Target system / organ toxicity

Critical effects observed:
not specified

Any other information on results incl. tables

ANALYTICS

Formulation analyses revealed that the high concentration was prepared accurately. The low and mid concentrations were slightly higher than nominal (119% and 116%, respectively). The mid and high concentrations were homogeneously (i.e. coefficient of variation ≤ 10%), whereas the low concentration was not homogeneous (i.e. coefficient of variation of 20.9%). No test compound was detected in the vehicle formulation. The inhomogeneity of the formulation for Group 2 (15 mg/kg bw/day) had no impact on the outcome of this study as the No Observed Adverse Effect Levels (NOAEL) derived were at 45 or 150 mg/kg bw/day (see further below). Formulations at the entire range were stable when stored at room temperature under normal laboratory light conditions for at

least 5 hours (i.e. relative difference ≤ 10%).

REPRODUCTION DATA

No toxicologically relevant effects on reproductive parameters were noted.

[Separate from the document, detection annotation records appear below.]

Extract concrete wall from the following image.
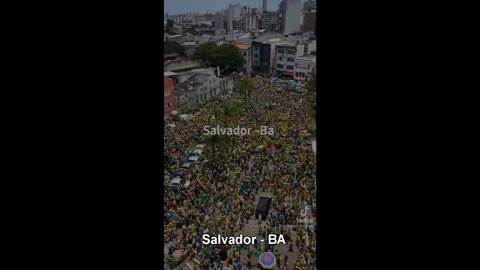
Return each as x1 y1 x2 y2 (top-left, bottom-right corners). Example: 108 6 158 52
284 0 302 34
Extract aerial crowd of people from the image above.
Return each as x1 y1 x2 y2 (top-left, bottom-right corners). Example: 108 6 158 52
164 76 316 270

Mating, fertility and conception indices, precoital time, and number of corpora lutea and implantation sites were considered to be unaffected by treatment (for details see section 7.8).

DEVELOPMENTAL DATA

No toxicologically relevant effects on gestation index and duration, parturition, maternal care were observed.

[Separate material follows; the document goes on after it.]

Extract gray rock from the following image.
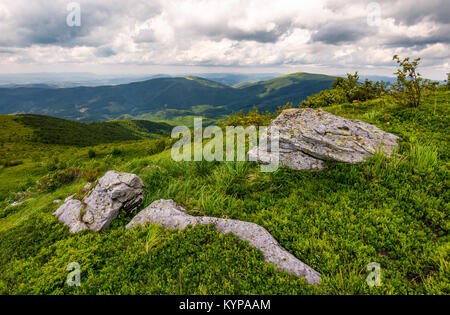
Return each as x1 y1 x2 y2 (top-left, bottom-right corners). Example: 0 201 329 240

However, there were treatment related effects on early postnatal pup development based on mortality, clinical signs and body weight. No changes in sex ratio or macroscopic abnormalities were noted up to 150 mg/kg bw/day (for details see section 7.8).

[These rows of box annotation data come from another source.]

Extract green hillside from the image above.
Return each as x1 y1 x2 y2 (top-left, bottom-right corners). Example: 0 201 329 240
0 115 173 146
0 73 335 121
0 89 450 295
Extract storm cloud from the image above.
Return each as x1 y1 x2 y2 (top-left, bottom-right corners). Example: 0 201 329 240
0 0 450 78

Applicant's summary and conclusion

Conclusions:
Based on the results presented, a No Observed Adverse Effect Level (NOAEL) of 45 mg/kg bw/day was derived.
Executive summary:

A GLP compliant combined 28-day repeated dose toxicity study with the reproduction / developmental toxicity screening test was performed in male and female Wistar Han rats at dose levels of 15, 45 and 150 mg/kg bw/day. Animals of the control group received the vehicle, 0.5% carboxymethyl cellulose and 0.1% Tween-80 in water, alone. Males were exposed for 29 days, i.e. 2 weeks prior to mating, during mating, and up to termination. Females were exposed for 42-45 days, i.e. during 2 weeks prior to mating, during mating, during postcoitum, and during at least 4 days of lactation. The following observations and examinations were evaluated: mortality / viability, clinical signs (daily), functional observations and locomotor activity (Week 4 (males); end of lactation (females)), body weight and food consumption (at least at weekly intervals), clinical pathology (Week 4 (males); end of lactation (females)), macroscopy at termination, organ weights and histopathology on a selection of tissues; and reproduction/developmental parameters, consisting of mating, fertility and conception indices, precoital time, number of corpora lutea and implantation sites, gestation index and duration, parturition, maternal care, sex ratio, and early postnatal pup development (mortality, clinical signs, body weights and macroscopy). Formulations were analyzed once during the study to assess accuracy, homogeneity and stability.

Toxicity was noted at 150 mg/kg bw/day. For females, it was characterized by clinical signs, reduced body weight gains with lower food consumption, and slightly reduced thymus organ weight. The slightly lower thymus organ weights were in line with the observation of lymphoid atrophy (involution) present in 4 out of the 7 examined females in this high dose group (2 minimal, 1 slight, 1 moderate). Further microscopic findings consisted of lower mean grade of hematopoietic foci in the spleen of females at 150 mg/kg bw/day. Slightly lower body weight gains were also observed for males at 150 mg/kg bw/day. No toxicologically significant changes were noted in any of the remaining parental parameters investigated in this study (i.e. mortality, functional observations, haematology, clinical biochemistry, macroscopic abnormalities). There were no morphological findings in the reproductive organs of either sex which could be attributed to the test item. In conclusion, treatment with test material by oral gavage in male and female Wistar Han rats at dose levels of 15, 45 or 150 mg/kg bw/day revealed parental toxicity at 150 mg/kg bw/day. Based on these results, the No Observed Adverse Effect Levels (NOAEL) was set at 45 mg/kg bw/day.